Fragmen I

Fragmen Mula
Ini semacam fragmen. Bisa jadi ini adalah keping puzzle yang tercerai-berai karena turbulensi di dalam kepalaku. Sesekali, aku adalah orang tangguh yang mampu memikul batu seberat apapun. Tetapi, ada kalanya juga aku hanya sehelai daun saga yang mengering di luas gurun, lalu terinjak dengan suara kersak.
Kau tahu? Jatuh cinta di kepalaku buka sekadar kisah berembel-embel monyet yang penuh dengan rayu kemayu atau sanjungan menjijikan. Itu hanya bulu-bulu halus yang membuat perutku kegelian.
Aku heran, terkadang manusia berkoar-koar bicara cinta, tapi mind set mereka terpagari dogma dan pengultusan tentang cinta itu sendiri. Ya, cinta yang sebatas hubungan dekat antara sepasang manusia yang kebetulan dinamai lelaki dan perempuan.
Padahal, cinta bukan hanya itu. Tak sadarkah mereka pada setiap tarikan nafas? Di situ ada cinta. Pada setiap tetes hujan yang jatuh membasahi bumi, pada cahaya mata bunda yang baru saja melahirkan seorang bayi, pada setiap tetes darah pejuang kemerdekaan yang membanjiri bumi, bahkan pada jentik nyamuk yang menanti waktu untuk tumbuh menjadi serangga.
Pikiran-pikiran sempit tentang cinta hanya membuat cinta menjadi sosok yang menggelikan. Tak ubahnya seperti badut panda berwarna pink yang berkeliaran setiap tanggal 14 Februari.
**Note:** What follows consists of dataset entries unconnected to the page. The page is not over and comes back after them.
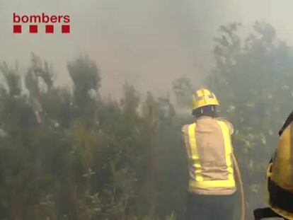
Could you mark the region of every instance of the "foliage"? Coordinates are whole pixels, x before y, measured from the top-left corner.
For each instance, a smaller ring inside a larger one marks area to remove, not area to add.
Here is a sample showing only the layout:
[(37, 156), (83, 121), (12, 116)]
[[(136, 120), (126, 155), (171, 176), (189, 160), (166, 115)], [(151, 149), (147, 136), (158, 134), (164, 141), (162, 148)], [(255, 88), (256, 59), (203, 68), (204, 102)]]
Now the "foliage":
[(217, 66), (207, 81), (219, 95), (222, 115), (234, 125), (234, 148), (252, 213), (265, 205), (266, 166), (293, 107), (293, 51), (268, 23), (256, 22), (246, 38), (240, 28), (233, 23), (219, 28)]
[[(206, 84), (234, 125), (251, 213), (264, 204), (265, 167), (292, 108), (293, 51), (268, 24), (255, 23), (247, 37), (240, 27), (220, 27)], [(52, 68), (35, 54), (26, 70), (0, 63), (0, 219), (183, 219), (180, 131), (192, 121), (190, 81), (173, 83), (187, 116), (168, 97), (143, 98), (130, 85), (119, 102), (105, 99), (88, 57), (67, 67), (72, 92), (57, 86)]]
Tetapi, mungkin isi kepalaku itu terlalu berantakan. Tidak tertata sama sekali seperti lembar-lembar kertas dalam file map kabinet di kantor-kantor. Bisa jadi, lebih parah dari daratan Aceh pascaTsunami. Porak-poranda. Luluh lantak. Amburadul. Pabalatak. Sial, bantar gebang!
Mungkin ini juga yang membuatku kehabisan vocabullary untuk mendefinisikan setiap jengkal gelisah, gemas, gereget yang mulai bergentayangan sejak wajahmu mulai jadi objek terdahsyat di depan lensa mataku.



Fragmen Cermin

Kau datang mengejutkan diriku
Menikam hatiku...
Detak jantungku
Sesungguhnya ku tak inginkan dirimu di saat ini... di tempat ini...
(Padi)


Dia tertunduk di puncak bukit. Diamatinya lanskap kota yang dibatasi garis horison bersemburat jingga. Perlahan, cahaya langit mulai surup. Dan aku ada di situ untuknya.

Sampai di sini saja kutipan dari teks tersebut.